In the meantime, the United States came in at number 65, due to the risk from violent crime and in particular due to its high homicide rate.
The United Kingdom scored 38th position.
“Global Finance magazine’s safety index factors in risks of natural disaster with crime, terrorism and war to present a more rounded analysis of the world’s safest countries,” they said.
Unsurprisingly, European countries scooped 15 out of 20 of the top spots as safest countries on the list
The top ten are: Iceland, Switzerland, Finland, Portugal, Austria, Norway, Qatar, Singapore, Denmark and New Zealand.
Most of the countries ranking the lowest have a combination of risk from all three threats to safety. These countries are often economically developing and are located in areas with a high risk of natural disaster, they said.
Global Finance attribute the scores to developed economies and health care systems which protect people from dangers such as starvation and disease.

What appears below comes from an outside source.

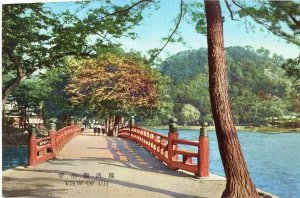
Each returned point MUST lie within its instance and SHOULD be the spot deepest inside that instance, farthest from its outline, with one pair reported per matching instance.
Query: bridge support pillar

They said: “The new rankings feature update sources, an updated formula, and lots of interesting dynamics that affect where countries are ranked.”
They noted that if just one of the three risks are high, it will have a limited effect on the country’s overall score.
One country may have poor scores in peace, security, and experience frequent natural disasters, others may experience war and famine but also have a low possibility of natural disasters.
The new safety index score, factors in risks of natural disaster, crime, terrorism and war to present a more rounded analysis of the world’s safest countries, they said.
Some countries though, do not appear on the list at all, including Syria, Afghanistan and Iraq.
Global Finance is a monthly magazine founded in 1987, with readers in 163 countries and headquarters in New York.
The new study cites sources as the World Economic Forum and the Global Institute for Peace to collect data.